Last year was among the best of times for Linux and open-source. It was also the worst of years. The top five Linux and open-source stories tell it all.
First, last January there were a lot of exhausted and angry Linux kernel developers. That's because a fundamental chip design mistake led to Linux and all Intel-based operating systems having to deal with the Spectre and Meltdown major security problems.
Intel's refusal to let developers work openly with each other led to massive delays in fixing the problems. As Greg Kroah-Hartman, the stable Linux kernel maintainer, explained, "When we get a kernel security bug, it goes to the Linux kernel security team, we drag in the right people, we work with the distributions getting everyone on the same page and push out patches." Not this time. "Intel siloed SUSE, they siloed Red Hat, they siloed Canonical. They never told Oracle, and they wouldn't let us talk to each other."
Linus Torvalds, Linux's master developer, added, that with the "security issues kept under wraps, we couldn't do our usual open methods. This made fixing the bugs much more painful than it should be."
Adding insult to injury Spectre problems persist to this day, and the fixes cause significant slowdowns for both Linux and all other operating systems. We will be stuck with this until a new generation of CPUs fixes the Spectre-family of bugs once and for all.
IBM Buys Red Hat
I didn't see this coming. IBM made the biggest software company acquisition of all time when it paid $34 billion for Red Hat. This deal wasn't about Linux. It was about IBM wanting Red Hat's cloud, container, and Kubernetes expertise.
Will it work? Maybe. IBM is betting the farm on becoming a hybrid-cloud power. On the other hand, had IBM stayed pat with its current offerings, it would have only continued its long slow decline.
To make the deal work, in 2019 IBM must double-down on its Red Hat wager. That means putting Red Hat executives in charge of the merged company. I'll feel much better about this deal's future if IBM CEO Ginni Rometty retires and is replaced by Red Hat CEO Jim Whitehurst.
Torvalds steps back from running Linux and Linux developers adopt a new code of conduct
Even now it's hard to believe that Linus Torvalds took a break from running Linux. For almost 25 years, Torvalds was the benevolent dictator for life of Linux. The only way most people could see him leaving was if he was hit by a bus.
It turns out that what could make him step back was realizing his take-no-crap from anyone management style wasn't working anymore. Torvalds said, "I need to change some of my behavior, and I want to apologize to the people that my personal behavior hurt and possibly drove away from kernel development entirely."

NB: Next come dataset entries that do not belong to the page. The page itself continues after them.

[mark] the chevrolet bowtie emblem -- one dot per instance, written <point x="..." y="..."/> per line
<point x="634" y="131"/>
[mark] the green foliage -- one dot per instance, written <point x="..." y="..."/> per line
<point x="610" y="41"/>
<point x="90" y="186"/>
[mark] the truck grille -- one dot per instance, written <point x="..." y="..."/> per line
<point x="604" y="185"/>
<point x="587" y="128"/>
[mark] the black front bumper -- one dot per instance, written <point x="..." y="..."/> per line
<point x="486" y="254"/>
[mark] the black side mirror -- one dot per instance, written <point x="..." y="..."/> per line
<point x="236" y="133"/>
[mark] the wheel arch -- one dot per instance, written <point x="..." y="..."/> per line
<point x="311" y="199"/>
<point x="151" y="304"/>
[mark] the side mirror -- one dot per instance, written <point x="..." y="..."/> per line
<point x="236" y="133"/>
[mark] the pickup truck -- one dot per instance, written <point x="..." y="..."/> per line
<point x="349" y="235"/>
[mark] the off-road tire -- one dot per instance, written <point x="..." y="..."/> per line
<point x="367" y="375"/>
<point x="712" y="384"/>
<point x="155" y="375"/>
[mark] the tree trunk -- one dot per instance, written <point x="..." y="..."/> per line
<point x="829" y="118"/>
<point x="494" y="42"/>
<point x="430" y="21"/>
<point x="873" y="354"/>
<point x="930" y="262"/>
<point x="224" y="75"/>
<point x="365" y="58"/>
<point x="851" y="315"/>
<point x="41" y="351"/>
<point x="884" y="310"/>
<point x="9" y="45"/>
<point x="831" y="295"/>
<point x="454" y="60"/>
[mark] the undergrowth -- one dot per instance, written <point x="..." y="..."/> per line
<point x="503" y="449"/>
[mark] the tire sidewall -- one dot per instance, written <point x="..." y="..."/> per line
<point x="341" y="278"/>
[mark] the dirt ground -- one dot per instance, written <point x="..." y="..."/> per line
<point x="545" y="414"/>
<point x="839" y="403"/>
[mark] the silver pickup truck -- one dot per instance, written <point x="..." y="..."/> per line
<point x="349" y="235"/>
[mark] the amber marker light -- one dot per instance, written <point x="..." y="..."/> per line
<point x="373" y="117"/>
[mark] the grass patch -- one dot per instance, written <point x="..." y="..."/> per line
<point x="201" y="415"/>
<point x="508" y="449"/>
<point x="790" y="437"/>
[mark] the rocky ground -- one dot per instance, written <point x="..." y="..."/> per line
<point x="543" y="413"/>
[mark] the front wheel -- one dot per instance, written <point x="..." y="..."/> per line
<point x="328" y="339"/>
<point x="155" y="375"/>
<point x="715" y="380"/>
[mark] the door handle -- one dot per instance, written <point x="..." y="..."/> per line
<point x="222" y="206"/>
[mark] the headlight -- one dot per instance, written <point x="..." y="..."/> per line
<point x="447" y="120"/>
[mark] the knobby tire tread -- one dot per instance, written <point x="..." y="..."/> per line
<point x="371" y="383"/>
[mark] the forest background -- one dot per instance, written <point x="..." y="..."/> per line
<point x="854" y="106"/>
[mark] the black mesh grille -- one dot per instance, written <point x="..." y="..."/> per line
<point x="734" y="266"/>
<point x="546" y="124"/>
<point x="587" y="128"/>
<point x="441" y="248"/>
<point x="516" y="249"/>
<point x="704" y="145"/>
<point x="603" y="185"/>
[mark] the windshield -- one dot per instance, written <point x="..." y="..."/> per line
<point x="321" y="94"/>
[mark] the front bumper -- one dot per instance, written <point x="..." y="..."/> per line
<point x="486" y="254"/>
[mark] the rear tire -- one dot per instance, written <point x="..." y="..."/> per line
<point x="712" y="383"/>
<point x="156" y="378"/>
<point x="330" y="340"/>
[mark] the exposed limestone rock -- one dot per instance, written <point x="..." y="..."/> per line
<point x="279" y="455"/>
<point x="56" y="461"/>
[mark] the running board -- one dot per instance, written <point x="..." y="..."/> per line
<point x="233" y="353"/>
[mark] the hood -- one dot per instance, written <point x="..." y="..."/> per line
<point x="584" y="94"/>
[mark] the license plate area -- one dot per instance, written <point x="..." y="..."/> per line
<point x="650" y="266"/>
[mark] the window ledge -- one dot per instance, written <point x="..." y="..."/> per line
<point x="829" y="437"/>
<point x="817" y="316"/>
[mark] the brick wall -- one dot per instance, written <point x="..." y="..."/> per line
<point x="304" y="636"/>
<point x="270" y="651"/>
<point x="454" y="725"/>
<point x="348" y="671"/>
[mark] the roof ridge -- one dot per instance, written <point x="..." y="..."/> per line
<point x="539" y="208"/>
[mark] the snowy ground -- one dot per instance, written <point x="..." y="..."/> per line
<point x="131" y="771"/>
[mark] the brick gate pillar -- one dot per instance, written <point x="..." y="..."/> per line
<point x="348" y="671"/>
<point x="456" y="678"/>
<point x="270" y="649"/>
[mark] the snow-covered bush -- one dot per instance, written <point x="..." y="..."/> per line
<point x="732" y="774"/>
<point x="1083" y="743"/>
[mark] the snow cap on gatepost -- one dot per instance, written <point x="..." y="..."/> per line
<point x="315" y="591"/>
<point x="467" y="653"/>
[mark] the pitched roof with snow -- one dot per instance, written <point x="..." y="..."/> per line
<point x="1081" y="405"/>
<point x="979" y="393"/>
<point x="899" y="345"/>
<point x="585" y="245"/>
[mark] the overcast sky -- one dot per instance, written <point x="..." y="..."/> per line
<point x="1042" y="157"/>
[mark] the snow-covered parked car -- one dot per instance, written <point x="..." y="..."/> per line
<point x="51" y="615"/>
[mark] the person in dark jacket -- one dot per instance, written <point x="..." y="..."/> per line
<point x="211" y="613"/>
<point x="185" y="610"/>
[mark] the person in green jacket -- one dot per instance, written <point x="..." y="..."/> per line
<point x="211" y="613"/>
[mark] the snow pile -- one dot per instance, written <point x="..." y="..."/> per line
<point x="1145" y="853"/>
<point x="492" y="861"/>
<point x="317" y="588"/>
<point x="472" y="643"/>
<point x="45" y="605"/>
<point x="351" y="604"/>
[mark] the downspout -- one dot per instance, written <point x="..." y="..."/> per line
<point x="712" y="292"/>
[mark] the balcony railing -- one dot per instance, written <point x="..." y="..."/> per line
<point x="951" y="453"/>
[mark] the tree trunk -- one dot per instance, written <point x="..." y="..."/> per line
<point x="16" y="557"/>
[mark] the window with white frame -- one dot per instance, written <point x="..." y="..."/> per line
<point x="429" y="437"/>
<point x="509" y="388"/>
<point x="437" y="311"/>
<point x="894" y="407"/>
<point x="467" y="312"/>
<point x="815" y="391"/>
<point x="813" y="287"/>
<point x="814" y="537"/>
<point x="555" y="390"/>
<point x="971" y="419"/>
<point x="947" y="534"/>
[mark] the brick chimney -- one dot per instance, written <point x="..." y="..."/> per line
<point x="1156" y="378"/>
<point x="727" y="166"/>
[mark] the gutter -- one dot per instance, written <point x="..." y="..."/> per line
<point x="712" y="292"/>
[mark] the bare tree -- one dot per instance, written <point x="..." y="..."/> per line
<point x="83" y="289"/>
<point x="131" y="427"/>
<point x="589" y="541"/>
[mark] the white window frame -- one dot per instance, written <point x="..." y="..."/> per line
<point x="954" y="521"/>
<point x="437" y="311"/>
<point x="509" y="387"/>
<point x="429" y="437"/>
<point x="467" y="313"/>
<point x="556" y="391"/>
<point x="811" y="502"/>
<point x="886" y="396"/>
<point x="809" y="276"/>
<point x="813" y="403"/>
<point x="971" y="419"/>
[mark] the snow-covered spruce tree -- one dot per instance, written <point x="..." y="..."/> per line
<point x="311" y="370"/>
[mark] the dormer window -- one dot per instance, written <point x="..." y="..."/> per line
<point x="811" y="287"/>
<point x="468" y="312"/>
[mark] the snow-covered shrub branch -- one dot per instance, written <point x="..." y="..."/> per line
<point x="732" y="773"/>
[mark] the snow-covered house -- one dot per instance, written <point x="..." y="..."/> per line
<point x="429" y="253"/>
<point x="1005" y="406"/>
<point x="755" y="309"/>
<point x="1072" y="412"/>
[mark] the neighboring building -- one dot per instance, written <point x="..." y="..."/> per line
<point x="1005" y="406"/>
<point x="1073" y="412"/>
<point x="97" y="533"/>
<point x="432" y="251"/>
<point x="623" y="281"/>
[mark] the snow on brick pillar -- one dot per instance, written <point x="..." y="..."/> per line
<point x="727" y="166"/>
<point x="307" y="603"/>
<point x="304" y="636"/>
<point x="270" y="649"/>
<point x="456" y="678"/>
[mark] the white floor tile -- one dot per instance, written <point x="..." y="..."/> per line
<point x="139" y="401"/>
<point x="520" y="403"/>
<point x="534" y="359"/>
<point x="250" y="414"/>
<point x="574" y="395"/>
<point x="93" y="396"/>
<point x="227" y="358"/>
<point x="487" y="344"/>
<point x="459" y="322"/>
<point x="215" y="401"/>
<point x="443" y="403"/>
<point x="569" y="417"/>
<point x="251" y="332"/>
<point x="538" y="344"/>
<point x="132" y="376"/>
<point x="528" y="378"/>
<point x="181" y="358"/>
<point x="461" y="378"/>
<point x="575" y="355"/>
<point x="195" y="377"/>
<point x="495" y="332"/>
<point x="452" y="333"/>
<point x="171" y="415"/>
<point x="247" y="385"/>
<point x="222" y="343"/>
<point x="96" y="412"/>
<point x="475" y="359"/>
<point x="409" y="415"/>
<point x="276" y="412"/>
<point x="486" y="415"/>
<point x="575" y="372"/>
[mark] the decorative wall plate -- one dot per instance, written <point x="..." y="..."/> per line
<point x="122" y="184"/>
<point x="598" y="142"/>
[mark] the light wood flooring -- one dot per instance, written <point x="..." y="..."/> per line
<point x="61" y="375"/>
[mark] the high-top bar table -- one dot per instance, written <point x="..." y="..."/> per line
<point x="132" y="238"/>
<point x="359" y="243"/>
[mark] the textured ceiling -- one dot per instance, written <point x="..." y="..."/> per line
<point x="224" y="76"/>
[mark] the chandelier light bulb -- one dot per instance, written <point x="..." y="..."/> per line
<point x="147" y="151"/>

Torvalds wouldn't be gone for long. As he came back, a new code of conduct for Linux kernel developers came with him. Despite numerous cries of outrage, mostly from people who weren't Linux programmers, claiming Linux had been taken over by Social Justice Warriors (SJW)s, Linux development has continued on as always.
Google incorporates Linux into Chrome OS
If you look closely, you can see that Linux is the foundation operating system for Google's Chrome OS. This makes Chrome OS, I argue, the most successful Linux desktop to date.
It was only in 2018, however, that Google has made it possible to run native Linux simultaneously with Chrome OS. Curiously, this follows on the heels of Microsoft enabling Windows 10 users to run Linux with Windows Subsystem for Linux (WSL). We may never have a year of Linux on the desktop, but Linux is nevertheless becoming ever more possible as a built-in add-on to other desktop operating systems.
Microsoft buys GitHub and open-sources its patent portfolio
Also: Pretty much no one quit GitHub over the Microsoft acquisition TechRepublic
By joining the Open Invention Network (OIN), an open-source patent consortium, Microsoft essentially agreed to grant a royalty-free and unrestricted license to its entire patent portfolio to all other OIN members.
This -- not Torvalds stepping back from kernel development -- was the most surprising Linux news of the year. Years ago, I'd said the one thing Microsoft had to do -- to convince everyone in open source that it's truly an open-source supporter -- is stop using its patents against Android vendors. Well, that day finally arrived.
Even now, there are many people who think Microsoft is the Evil Empire, which will stab Linux and open-source in the back. They're wrong. With this move, Microsoft is putting its own multi-billion dollar intellectual property behind Linux. As unbelievable as it may seem, Microsoft has become a leading open-source and Linux company.
Last year was a heck of a year. While I'm sure there will be many new, major developments for Linux and open-source software in 2019, I find it almost impossible to imagine that 2019 will bring even greater surprises… Well, unless we see MS-Linux. While I think that's possible, it would also be a real shocker.